Around that time, Gundlach was visiting Europe, where he was asked if he would buy bonds selling negative interest rates or avoid bonds altogether. He said he would not advise anyone to buy bonds with negative yields.

One piece of good news in this story is that Federal Reserve Board chairman Jay Powell has said he would not fight the next recession with negative interest rates. Gundlach has been a critic of Powell on many issues—particularly his decision to raise rates four times in 2018 and then cut them three times in 2019—but he applauded the Fed chairman for taking negative rates off the table. Instead, the U.S. central bank is more likely to resort to asset purchases and other forms of market manipulation when the economy heads south.

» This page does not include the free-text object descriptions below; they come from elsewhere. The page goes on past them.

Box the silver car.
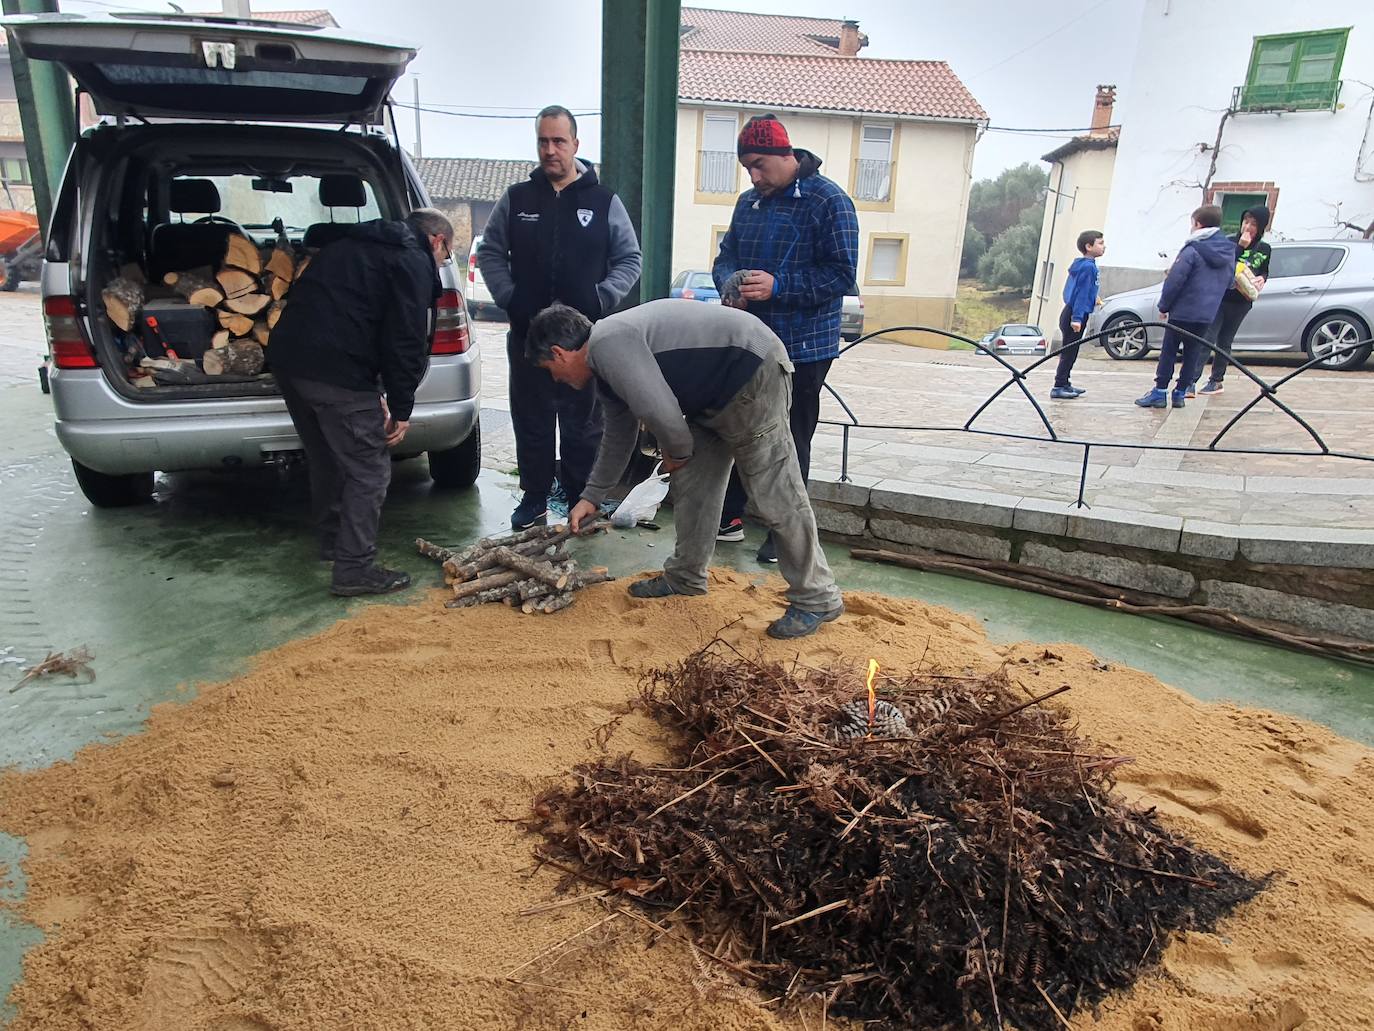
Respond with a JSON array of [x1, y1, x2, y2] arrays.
[[7, 13, 481, 507], [1091, 240, 1374, 372]]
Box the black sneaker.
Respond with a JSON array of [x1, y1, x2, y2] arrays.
[[717, 517, 745, 542], [757, 533, 778, 564], [511, 492, 548, 530], [330, 566, 412, 597]]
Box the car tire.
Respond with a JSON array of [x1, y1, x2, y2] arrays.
[[0, 265, 19, 292], [1304, 312, 1372, 371], [428, 420, 481, 489], [1102, 314, 1151, 360], [72, 460, 153, 507]]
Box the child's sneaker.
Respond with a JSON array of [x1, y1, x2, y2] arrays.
[[1049, 386, 1079, 400], [1170, 390, 1187, 408], [1134, 388, 1168, 408], [1199, 379, 1224, 395], [716, 517, 745, 542]]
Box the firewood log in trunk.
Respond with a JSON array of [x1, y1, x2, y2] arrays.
[[269, 273, 291, 300], [202, 339, 265, 377], [265, 245, 295, 283], [101, 275, 144, 332], [210, 329, 230, 351], [216, 267, 260, 300], [165, 270, 224, 307], [266, 300, 286, 329], [223, 233, 263, 275], [221, 292, 271, 316], [217, 310, 255, 336], [251, 322, 270, 347], [294, 254, 312, 281]]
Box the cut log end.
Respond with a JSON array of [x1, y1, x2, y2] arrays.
[[202, 339, 265, 377], [221, 292, 271, 316], [223, 233, 263, 275], [101, 275, 144, 333]]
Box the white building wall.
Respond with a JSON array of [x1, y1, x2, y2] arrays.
[[1103, 0, 1374, 286], [1030, 146, 1116, 334]]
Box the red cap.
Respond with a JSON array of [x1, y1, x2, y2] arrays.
[[737, 114, 792, 158]]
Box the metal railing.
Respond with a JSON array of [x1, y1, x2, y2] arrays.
[[1231, 80, 1342, 113], [821, 321, 1374, 508], [853, 158, 892, 202], [697, 150, 737, 194]]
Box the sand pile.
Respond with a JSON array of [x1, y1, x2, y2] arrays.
[[1, 570, 1372, 1030]]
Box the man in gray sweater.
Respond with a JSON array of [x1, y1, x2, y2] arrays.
[[525, 299, 844, 638]]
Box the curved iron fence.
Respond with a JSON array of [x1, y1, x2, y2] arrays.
[[821, 321, 1374, 508]]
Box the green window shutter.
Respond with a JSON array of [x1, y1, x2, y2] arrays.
[[1242, 28, 1348, 110]]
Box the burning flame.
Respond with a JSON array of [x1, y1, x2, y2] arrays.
[[866, 659, 879, 732]]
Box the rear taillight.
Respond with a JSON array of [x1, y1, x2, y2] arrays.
[[431, 289, 470, 355], [468, 253, 477, 284], [681, 288, 695, 299], [45, 296, 99, 369]]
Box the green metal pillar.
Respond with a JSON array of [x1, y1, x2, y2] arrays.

But over the short term, the picture is improving, even though the yield “is de-inverting,” which Gundlach noted often happens before a recession. Consumer confidence is ticking up and the Leading Economic Indicators should look better as it goes up against easy comparisons in 2020’s first quarter.

The Global Yield Drought
Global yield starvation contributed to the dramatic decline in interest rates this year, Gundlach said on a webcast. Foreign investors are willing to take unhedged dollar risk for now. He added that the dollar has remained largely flat in price despite a flood of assets into U.S. Treasurys and other financial instruments. If the greenback were to head south, the same foreign investors who flooded into U.S. markets this year could all try to get out at once, and problems could be exacerbated in a stampede for the exits.

Other disparities between America and foreign financial markets also could create more severe imbalances going forward. For all its problems, the Eurozone is barely running a deficit—Germany is actually running a surplus.

That helps explain why U.S interest rates are much higher, Gundlach said. America simply has a much greater supply of government and corporate bonds to sell and buyers demand more.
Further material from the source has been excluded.